Short of truly measuring it, O2 consumption may be assumed to be 125 ml/min/m2 of BSA or 3 ml/min/kg at rest. This assumption is subject to a large variation between individuals and within the same individual depending on the degree of wakefulness and anxiety at different times during the procedure. This assumption may be associated with discrepancies of 25% or more in comparison with the true Fick method. Thus, using 125 ml/min/m2 of BSA may underestimate CO in a fully awake anxious or agitated young patient, or a septic patient with elevated O2 consumption, and may overestimate CO in elderly patients, in heart failure patients who have reduced O2 consumption, and in obese patients (the formula uses true body weight and surface area, which overestimates O2 consumption of the obese). In HF, O2 consumption is mainly limited during exercise, but may be limited at rest in severe class III/IV HFrEF, wherein the equation over- estimates CO by ≥25% in ~20% of patients. Aside from O2 consumption, the equation itself is subject to error in patients receiving excessive O2 therapy, that is if SaO2 is >90% at baseline or becomes ~100%, as O2 increases SvO2 disproportionately to SaO2 and leads to overestimation of cardiac output (compared to SaO2, SvO2 is on a steeper portion of the O2–hemoglobin dissociation curve, which explains the sharper rise with O2 therapy). Arterial O2 delivery increases with O2 therapy, partly through an increase in the dissolved, non-hemoglobin-bound O2 content which is trivial at baseline, but this is not reflected in SaO2 and the simplified Fick equation.
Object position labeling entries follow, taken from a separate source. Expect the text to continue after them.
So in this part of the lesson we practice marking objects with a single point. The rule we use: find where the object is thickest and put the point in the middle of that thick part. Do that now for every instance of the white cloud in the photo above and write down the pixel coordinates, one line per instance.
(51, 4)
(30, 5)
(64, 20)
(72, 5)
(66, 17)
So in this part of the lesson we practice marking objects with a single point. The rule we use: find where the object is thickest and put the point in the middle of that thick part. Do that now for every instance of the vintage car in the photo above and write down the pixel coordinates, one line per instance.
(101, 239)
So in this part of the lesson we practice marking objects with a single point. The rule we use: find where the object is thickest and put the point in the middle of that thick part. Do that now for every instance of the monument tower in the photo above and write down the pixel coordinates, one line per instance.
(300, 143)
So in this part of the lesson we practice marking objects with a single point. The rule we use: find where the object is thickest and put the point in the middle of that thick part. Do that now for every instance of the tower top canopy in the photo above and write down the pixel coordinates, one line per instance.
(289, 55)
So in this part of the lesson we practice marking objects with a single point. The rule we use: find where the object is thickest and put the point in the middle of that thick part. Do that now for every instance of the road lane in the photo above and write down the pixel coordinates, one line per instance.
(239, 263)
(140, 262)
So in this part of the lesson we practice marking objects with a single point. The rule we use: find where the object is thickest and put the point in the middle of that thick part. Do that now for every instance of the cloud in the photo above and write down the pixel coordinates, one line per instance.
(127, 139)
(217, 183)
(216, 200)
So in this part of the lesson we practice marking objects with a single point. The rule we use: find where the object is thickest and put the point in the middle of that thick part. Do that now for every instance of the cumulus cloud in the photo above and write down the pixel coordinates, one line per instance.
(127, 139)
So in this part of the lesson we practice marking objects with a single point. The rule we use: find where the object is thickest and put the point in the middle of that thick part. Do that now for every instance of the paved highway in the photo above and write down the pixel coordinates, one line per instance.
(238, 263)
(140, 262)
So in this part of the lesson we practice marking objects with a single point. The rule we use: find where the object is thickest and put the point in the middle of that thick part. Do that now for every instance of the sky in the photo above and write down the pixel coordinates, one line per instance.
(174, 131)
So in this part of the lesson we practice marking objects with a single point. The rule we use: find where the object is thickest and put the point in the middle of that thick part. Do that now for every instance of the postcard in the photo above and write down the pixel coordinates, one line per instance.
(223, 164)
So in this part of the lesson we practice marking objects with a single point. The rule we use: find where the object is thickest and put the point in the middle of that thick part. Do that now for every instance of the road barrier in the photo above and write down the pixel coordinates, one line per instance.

Thermodilution is measured using a PA catheter that has a thermistor at its distal tip. After the catheter is positioned in the PA, 10 ml of cold (room temperature) saline is injected instantaneously through the blue RA port. The thermistor analyzes how quickly the temperature drops as blood reaches the PA and how quickly it recovers. The higher the cardiac output, the more brief and sharp the temperature change will be with a small area under the curve. The colder the injectate, and the more instantaneously it reaches the RA, the more accurate the measured cardiac output. Usually three measurements are obtained to average the slight variability of cardiac output (~10%) that occurs with various levels of wakefulness. When used for valve area calculation, the cardiac output and pressure gradient should be measured almost simultaneously to account for this variation. This method is valid in most cases, and has <5–10% error in comparison with the true Fick method, except in TR, low cardiac output, and right-to-left or left-to-right shunt:
TR: some data suggest that thermodilution underestimates CO by ~15% in moderate or severe TR, as the cold blood keeps recirculating and elongates the thermodilution curve. However, other data suggest a good correlation between true Fick and thermodilution in TR, as TR truly reduces CO.
Low cardiac output <3.5 l/min (particularly <2.5 l/min): the injectate warms up excessively as it is traveling slowly through the RA and RV, before it reaches the PA, and gives the wrong impression of a slight and brief temperature change at the tip, hence the impression of a higher CO (up to 35% higher).
Shunts: right and left cardiac outputs not being equal in shunt cases, thermodilution estimates the right rather than the left cardiac output, i.e., Qp rather than Qs. But even Qp is not adequately estimated in shunts. A large left-to-right shunt considerably dilutes the injectate and prevents any meaningful temperature change at the thermistor, or causes left-to-right recycling of the injectate and elongation of the curve.